13,746 reads

Deploy on Fridays, or Don't.

by Dave MangotOctober 25th, 2019

Too Long; Didn't Read

There are a lot of accusations being thrown around about fear, testing, time to recover, and the like. The arguments basically boil down to some variant on "Deploying shouldn’t be scary," "You lose 20% of your productivity without deploying on Friday," and "You just need more tests" Don't let anyone make you feel bad about your Friday deploys, and don't feel bad, says Kelly Kelly. Kelly: Deploying on Friday "Shouldn't be a source of glee and pride"

Companies Mentioned

featured image - Deploy on Fridays, or Don't.

There seems to be a debate that has gone on for quite some time now on the Twitters about whether or not you should do Friday deploys, and whether there should be Friday moratoriums, etc. There are a lot of accusations being thrown around about fear, testing, time to recover, and the like. To be very clear, I am not a big fan of Friday deploys. That opinion is not based on merely how I feel about deploying on Friday, but also based on the science of it, as well as my learned experience.

With a title like “Deploy on Fridays, or Don’t”, I realize the expected continuation of that statement would be “...I don’t care”. However, nothing could be further from the truth. Let me explain.

My advice to anyone who will listen is, if you’re cautious about your Friday deploys, don’t feel bad, and don’t let anyone make you feel bad.

Shaming

It is pretty disconcerting to see a tweet like Kelly’s where the vast majority of the comment thread are attempts to shame anyone for having that opinion. The arguments basically boil down to some variant on

Deploying shouldn’t be scary
You should be confident in your deploys
You lose 20% of your productivity without deploying on Friday
You just need more tests

Those are all interesting ideas, and they reflect a very interesting type of smug optimism. They are often “backed up” by quoting Accelerate or the State of DevOps report.
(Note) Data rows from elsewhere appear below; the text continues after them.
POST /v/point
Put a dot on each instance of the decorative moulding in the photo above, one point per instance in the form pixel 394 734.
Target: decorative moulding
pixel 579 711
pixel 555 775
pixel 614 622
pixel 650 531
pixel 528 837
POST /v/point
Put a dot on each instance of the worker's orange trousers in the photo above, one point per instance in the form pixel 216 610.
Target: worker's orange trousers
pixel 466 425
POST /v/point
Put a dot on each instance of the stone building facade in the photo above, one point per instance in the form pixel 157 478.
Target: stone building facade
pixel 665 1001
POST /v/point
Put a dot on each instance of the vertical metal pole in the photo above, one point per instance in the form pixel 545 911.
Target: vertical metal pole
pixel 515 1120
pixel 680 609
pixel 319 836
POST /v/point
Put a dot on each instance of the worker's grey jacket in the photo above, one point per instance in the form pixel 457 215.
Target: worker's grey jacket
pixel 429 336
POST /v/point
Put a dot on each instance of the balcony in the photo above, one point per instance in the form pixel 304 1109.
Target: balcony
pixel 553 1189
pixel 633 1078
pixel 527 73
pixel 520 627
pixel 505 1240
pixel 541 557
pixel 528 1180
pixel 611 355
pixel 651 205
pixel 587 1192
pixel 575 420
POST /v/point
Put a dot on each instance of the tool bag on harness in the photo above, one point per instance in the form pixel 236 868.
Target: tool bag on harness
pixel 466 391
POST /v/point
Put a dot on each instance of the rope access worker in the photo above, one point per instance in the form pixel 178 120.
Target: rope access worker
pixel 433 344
They eventually arrive at a compromise that you should do the best you can, and keep maturing your deployments until you can deploy anytime you like 365 days with “confidence”. There is also acknowledgement that this can be hard, and having worked with a number of clients and companies over the years, with this I agree.

However, here are most of the problems with the logic:

Quality Engineering
Even Elite performers have change failure % > 0
Mores are not Moratoriums
All days are not the same

Lastly there is some strange argument that choosing not to deploy on Friday "Shouldn't be a source of glee and pride". That one I haven’t figured out yet, because I have always had a lot of glee and pride in being extremely (overly?) protective of the work/life balance of the engineers who either work for me, or with me. I don’t expect that to change.

Quality Engineering

While working at Salesforce, I had the opportunity to learn a lot about quality. This was also the time when I read Continuous Delivery by Jez Humble and Dave Farley. This was a book that changed my life, and I say that confidently. One of the things I loved about that book was the idea that the more testing that was done, the more confident you could be in the artifact you were deploying. When pitching CI/CD pipeline proposals to executives, they would ask how confident we could be in our artifacts, and I would respond with “How much do you want to spend?”. The more money they were willing to spend, the better testing we could do, and therefore, the more confidence we would have. One of the other things Continuous Delivery taught me was how important it is to have fast feedback. Ultimately, your confidence when deploying to production is going to be some compromise between those two. If you do automated testing for 15 hours, you should obviously have more confidence than if you do so for 30 seconds.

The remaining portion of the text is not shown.